Veronika Sain Veronika Sain 7:01 pm 31 Jan 18

My guess is that if you do see a doctor for headache pills you’ll end up with a script for pills much stronger than those you’d buy at the chemist: panadiene forte instead of regular panadiene. I can’t see how that’s a healthier or safer solution for anyone.

And regular paracetamol as an alternative is liver toxic so it’s not a safe drug if taken in too large a dose for pain.

That plus the ridiculously high cost of doctors visits. Did the AMA come up with this?

JuliaLP JuliaLP 6:24 pm 31 Jan 18

It’s going to result in people doctor hopping instead of chemist hopping. People with kidney disease cannot take anti-inflammatories so it’s making their lives harder than it already is.

Robert McMahon Robert McMahon 5:39 pm 31 Jan 18

This is a blatant action by doctors to force people to see them for basic prescriptions. And the govt fell for it.

    Liz Hampton Liz Hampton 7:04 pm 31 Jan 18

    I’d say a lot of doctors are right wingers. The AMA is full of Lib voters. LNP falls for nothing unless it benefits them

Blen_Carmichael Blen_Carmichael 5:34 pm 31 Jan 18

Just came back from overseas after spending 15 hours straight in economy. Aggravated an old shoulder injury doing so. No worries, I thought, I’ll pop down to the local chemist and get me some Panadeine.
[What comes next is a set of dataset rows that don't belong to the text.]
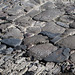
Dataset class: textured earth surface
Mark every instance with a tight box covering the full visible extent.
[0,0,75,75]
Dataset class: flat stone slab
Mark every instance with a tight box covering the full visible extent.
[44,48,70,63]
[40,1,55,10]
[29,43,57,60]
[15,16,34,27]
[0,38,22,47]
[0,23,13,32]
[0,45,6,50]
[3,27,23,39]
[56,21,69,28]
[6,5,23,15]
[57,36,75,49]
[69,22,75,29]
[0,11,7,19]
[70,53,75,63]
[42,22,65,33]
[34,9,63,21]
[24,35,49,46]
[26,26,41,34]
[39,31,60,39]
[0,48,13,54]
Not surprisingly, they’ve sold out. I could go to the local medical centre I suppose, and sit around for at least two hours. I’m sure when I eventually see a doctor he/she will ensure during the two minute consultation that I have a genuine need for codeine. And look on the bright side, the government is doing more to relieve us of the burden of making decisions for ourselves.
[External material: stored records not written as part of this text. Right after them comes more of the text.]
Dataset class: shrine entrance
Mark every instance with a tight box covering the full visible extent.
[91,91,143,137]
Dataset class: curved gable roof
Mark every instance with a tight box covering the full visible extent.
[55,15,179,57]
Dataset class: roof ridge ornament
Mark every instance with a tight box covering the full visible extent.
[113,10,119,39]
Justine Graham Justine Graham 5:26 pm 31 Jan 18

I think it is appalling and is going to put a huge added burden on our already booked out GP's. I really hope GP's are able to give out scripts with unlimited repeats.....
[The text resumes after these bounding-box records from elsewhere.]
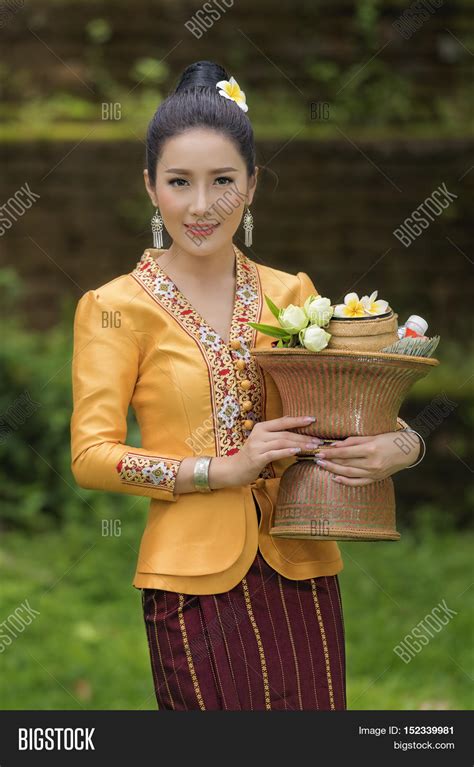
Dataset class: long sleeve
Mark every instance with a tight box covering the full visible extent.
[70,290,182,501]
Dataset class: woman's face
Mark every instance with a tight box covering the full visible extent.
[144,128,258,254]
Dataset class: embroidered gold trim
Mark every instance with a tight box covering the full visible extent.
[131,245,275,478]
[115,452,180,493]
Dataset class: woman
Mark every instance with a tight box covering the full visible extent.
[71,61,418,710]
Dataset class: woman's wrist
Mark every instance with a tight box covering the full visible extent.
[209,455,242,490]
[174,456,242,495]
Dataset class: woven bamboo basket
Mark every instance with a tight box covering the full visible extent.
[324,310,398,352]
[250,308,439,541]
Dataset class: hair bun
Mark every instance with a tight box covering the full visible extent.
[174,61,229,93]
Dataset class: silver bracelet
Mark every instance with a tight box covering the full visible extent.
[400,426,426,469]
[193,455,213,493]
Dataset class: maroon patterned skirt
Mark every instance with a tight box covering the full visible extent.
[141,524,346,711]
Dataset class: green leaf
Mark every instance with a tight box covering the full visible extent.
[247,322,290,338]
[265,295,280,319]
    Arlene Taylor Âû Arlene Taylor Âû 10:15 am 01 Feb 18

    Unfortunately codeine is an S8. In ACT this actually means once someone has been prescribed it for more than a couple of months the opioid monitoring service can tell the GP hey can’t prescribe it any more without the person seeing a pain specialist. There is often a three week wait for pain specialists in Canberra.

    Jessica Elusive Jessica Elusive 3:16 pm 01 Feb 18

    Agree arlene, we need more pain specialists in canberra and a less drug dependent society, also looking at alternatives and pain management etc

    Margaret Freemantle Margaret Freemantle 12:33 am 02 Feb 18

    Jessica Burne Plenty of people need pain killing drugs

Wendy Collis Wendy Collis 5:25 pm 31 Jan 18

Just a sec

Angie Carey Angie Carey 5:12 pm 31 Jan 18

Absolutely ridiculous. Now everyone is going to be on the former script-only panadeine forte because they are not going to pay $80 plus doctors fee to get a script for something they used to buy over the counter. Having a real time purchase network through phramacies which restrict the amout of codeine people are able to purchase in a given time period without a script (which has been partially in force for the past 12 months) is much more sensible and meets more peoples needs.

Angela Thomas Angela Thomas 5:03 pm 31 Jan 18

Another ridiculous nanny state edict from the muppets in charge. Its the usual sledgehammer to crack a nut response - penalising the sensible users for behaviour of the odd addict. What next?

Phil Ebbott Phil Ebbott 4:49 pm 31 Jan 18

I like a nurofen plus every now and then after a rugby game. Now you want me to go to a doctor? Why wasn't it made like the cold and flu medicine thing. I could have handled that.

    Julia Ross Julia Ross 1:24 pm 01 Feb 18

    Some cold and flu medications are on the restricted list too now. You'll only be able to get the useless stuff over the counter now.

    Clare Louise Clare Louise 10:40 am 02 Feb 18

    Julia Ross not true. Pseudoephedrine is still available over the counter with a licence. The formulas have simply been changed to remove the codeine.